Small ideas for big impacts: Multifunctionality in the rural village of Verkykerskop
DOI:
https://doi.org/10.18820/2415-0495/trp73.2Keywords:
Green urbanism, multifunctionality, new ruralism, new urbanism, rural landscapes, urban designAbstract
Nijkamp affirms the Utopians’ claim of an open and flexible future, where development could imply surprising steps towards something better. Castells questions admonishingly whether planning approaches are changeable in a world that has already changed. Following Davidoff’s indications of making urban life beautiful, exciting and creative, planners encounter “surprising steps” within the planning approaches of compact cities, new urbanism, new ruralism, smart growth, green urbanism, and so on.

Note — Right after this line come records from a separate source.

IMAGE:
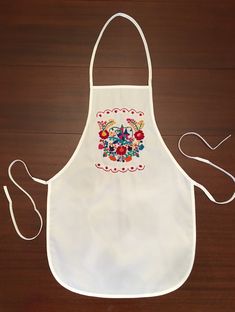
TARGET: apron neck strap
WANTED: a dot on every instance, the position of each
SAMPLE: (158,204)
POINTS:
(27,194)
(208,194)
(142,36)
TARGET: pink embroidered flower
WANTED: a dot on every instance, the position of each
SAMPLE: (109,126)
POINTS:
(104,134)
(121,150)
(139,135)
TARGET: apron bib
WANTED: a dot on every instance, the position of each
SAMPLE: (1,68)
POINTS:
(121,213)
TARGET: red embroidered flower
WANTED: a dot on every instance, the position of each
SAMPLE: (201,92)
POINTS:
(139,135)
(121,150)
(104,134)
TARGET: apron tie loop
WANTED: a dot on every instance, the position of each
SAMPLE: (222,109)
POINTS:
(208,194)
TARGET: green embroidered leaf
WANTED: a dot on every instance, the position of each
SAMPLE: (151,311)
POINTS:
(110,123)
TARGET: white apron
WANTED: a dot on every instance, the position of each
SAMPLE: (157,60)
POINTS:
(121,213)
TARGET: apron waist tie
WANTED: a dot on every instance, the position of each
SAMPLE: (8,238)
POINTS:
(27,194)
(208,194)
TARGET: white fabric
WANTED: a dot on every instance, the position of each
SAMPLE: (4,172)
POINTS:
(121,229)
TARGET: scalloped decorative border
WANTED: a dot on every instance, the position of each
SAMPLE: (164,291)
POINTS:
(116,110)
(123,170)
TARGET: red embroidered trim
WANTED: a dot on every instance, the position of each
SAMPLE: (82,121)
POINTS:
(115,170)
(116,110)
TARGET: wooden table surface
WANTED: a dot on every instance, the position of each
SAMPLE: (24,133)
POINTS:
(45,49)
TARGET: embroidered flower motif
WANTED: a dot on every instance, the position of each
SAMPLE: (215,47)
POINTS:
(139,135)
(104,134)
(121,143)
(121,150)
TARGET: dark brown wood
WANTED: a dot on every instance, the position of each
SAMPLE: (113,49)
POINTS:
(45,49)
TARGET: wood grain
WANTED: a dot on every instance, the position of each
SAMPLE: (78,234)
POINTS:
(45,49)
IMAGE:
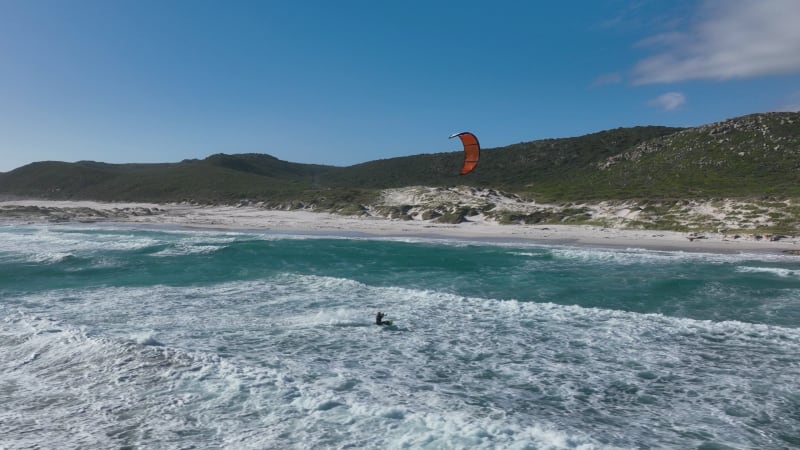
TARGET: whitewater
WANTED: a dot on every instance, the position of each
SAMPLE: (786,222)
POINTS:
(117,336)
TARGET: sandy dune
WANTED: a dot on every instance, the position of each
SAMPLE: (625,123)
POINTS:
(249,217)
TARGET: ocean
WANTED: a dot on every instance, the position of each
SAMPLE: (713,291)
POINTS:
(123,337)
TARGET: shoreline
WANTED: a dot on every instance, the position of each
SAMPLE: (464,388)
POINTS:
(240,218)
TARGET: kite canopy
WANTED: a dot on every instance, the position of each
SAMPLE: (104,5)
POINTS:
(472,151)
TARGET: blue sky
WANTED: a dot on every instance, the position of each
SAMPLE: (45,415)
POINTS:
(351,81)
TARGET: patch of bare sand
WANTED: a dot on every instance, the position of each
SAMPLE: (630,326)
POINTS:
(249,217)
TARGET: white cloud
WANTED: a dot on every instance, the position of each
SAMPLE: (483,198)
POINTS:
(730,39)
(669,101)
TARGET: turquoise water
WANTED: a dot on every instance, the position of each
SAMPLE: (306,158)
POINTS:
(157,338)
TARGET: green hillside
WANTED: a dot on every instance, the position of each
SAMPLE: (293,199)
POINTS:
(754,155)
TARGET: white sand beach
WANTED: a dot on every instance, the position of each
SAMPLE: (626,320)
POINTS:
(255,218)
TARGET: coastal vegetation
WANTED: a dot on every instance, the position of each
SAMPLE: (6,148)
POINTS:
(656,172)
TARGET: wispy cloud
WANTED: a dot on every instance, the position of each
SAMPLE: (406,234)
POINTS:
(669,101)
(729,39)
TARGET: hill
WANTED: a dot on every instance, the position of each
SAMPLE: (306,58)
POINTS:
(751,156)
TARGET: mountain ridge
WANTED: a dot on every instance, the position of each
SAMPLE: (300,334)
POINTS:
(749,156)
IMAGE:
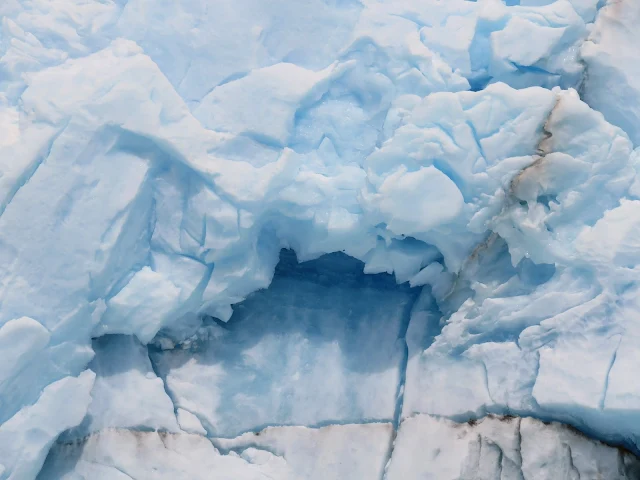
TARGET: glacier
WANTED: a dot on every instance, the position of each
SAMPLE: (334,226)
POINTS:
(324,239)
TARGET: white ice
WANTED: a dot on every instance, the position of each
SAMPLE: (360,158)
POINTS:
(470,167)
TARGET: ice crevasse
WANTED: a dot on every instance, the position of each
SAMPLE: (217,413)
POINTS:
(324,239)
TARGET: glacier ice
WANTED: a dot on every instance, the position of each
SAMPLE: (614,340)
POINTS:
(304,239)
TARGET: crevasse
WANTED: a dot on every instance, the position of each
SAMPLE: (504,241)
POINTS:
(166,165)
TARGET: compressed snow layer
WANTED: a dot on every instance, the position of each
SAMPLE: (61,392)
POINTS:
(506,448)
(283,453)
(156,156)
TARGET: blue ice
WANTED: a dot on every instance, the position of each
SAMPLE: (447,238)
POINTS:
(368,217)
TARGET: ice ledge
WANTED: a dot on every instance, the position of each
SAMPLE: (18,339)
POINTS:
(505,448)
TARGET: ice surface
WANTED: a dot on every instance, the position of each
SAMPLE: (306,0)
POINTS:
(502,447)
(459,180)
(285,453)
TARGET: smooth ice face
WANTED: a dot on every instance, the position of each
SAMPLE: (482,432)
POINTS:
(156,157)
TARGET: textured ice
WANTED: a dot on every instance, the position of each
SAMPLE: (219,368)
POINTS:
(458,179)
(502,447)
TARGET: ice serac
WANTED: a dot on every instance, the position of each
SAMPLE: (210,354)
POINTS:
(331,218)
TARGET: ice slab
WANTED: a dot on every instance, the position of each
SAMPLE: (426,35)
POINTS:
(338,452)
(507,448)
(126,392)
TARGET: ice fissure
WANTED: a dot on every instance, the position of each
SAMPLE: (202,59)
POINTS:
(318,239)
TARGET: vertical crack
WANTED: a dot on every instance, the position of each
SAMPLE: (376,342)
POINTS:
(606,378)
(167,391)
(397,414)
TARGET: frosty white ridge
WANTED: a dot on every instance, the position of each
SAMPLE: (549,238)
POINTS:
(299,239)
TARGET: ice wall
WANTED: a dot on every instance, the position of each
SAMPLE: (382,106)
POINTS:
(156,157)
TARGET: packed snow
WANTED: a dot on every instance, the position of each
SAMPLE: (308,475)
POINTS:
(319,239)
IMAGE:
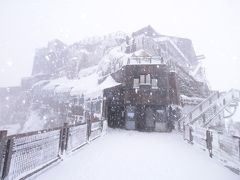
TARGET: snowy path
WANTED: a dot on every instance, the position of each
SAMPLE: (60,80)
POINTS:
(130,155)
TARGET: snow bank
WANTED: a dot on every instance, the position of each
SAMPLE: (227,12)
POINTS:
(128,155)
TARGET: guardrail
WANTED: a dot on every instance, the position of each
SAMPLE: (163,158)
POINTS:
(23,155)
(214,99)
(223,147)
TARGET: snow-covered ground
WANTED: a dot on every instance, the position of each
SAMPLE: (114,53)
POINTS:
(130,155)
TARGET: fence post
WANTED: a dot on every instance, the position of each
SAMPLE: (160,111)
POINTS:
(64,138)
(7,158)
(3,135)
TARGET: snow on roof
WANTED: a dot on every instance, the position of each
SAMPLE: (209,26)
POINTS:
(54,83)
(170,40)
(141,53)
(89,86)
(107,83)
(84,84)
(87,71)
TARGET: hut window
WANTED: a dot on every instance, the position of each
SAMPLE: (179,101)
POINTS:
(135,83)
(142,79)
(154,83)
(148,79)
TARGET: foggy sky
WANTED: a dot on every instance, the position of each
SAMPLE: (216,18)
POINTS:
(213,26)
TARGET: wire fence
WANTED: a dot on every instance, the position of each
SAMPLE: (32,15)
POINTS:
(223,147)
(23,155)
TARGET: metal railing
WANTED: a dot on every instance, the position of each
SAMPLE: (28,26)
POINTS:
(23,155)
(215,99)
(222,147)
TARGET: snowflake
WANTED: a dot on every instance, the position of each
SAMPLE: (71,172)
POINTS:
(10,63)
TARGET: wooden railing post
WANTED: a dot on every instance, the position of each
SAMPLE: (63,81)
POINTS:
(64,138)
(3,135)
(7,158)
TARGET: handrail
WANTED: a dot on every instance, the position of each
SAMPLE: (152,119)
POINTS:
(200,104)
(230,93)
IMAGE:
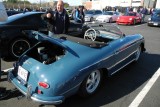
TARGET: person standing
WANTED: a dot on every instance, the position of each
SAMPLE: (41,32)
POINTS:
(57,21)
(79,15)
(3,17)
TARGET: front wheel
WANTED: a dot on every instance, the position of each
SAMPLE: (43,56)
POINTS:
(18,47)
(91,83)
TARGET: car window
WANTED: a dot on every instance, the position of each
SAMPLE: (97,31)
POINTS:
(89,12)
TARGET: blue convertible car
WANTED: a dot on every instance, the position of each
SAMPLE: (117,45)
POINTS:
(60,66)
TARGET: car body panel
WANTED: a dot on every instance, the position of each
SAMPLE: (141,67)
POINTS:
(13,29)
(76,59)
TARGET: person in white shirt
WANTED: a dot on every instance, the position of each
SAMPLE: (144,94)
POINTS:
(3,17)
(3,14)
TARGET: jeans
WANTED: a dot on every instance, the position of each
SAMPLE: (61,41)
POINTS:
(50,34)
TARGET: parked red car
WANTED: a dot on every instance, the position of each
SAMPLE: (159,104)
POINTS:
(130,18)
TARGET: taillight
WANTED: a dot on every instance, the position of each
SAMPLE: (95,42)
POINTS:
(43,84)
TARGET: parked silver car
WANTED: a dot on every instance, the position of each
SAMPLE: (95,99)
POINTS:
(91,15)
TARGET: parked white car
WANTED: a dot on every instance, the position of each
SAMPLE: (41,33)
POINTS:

In responding to Castells’ “multidimensional change in the spatial dimension”, the imagination of planners is intercepted, angling them towards a multifunctional planning advent. This article reasons that a combination of the new urbanism, green urbanism and new ruralism may be a beneficial response to multifunctionality, especially as megatrends emphasise the need to abandon the pursuit of a predictable single future or outcome. It questions whether the reciprocal use of these planning approaches may induce multifunctional rural landscapes. The uniqueness of the inherently rural South African landscape also necessitates a rural emphasis in this article, questioning whether the reciprocal use of the three planning approaches in the recently planned rural village of Verkykerskop, acclaimed by the Charter for New Urbanism in 2012, generated multifunctional rural land use.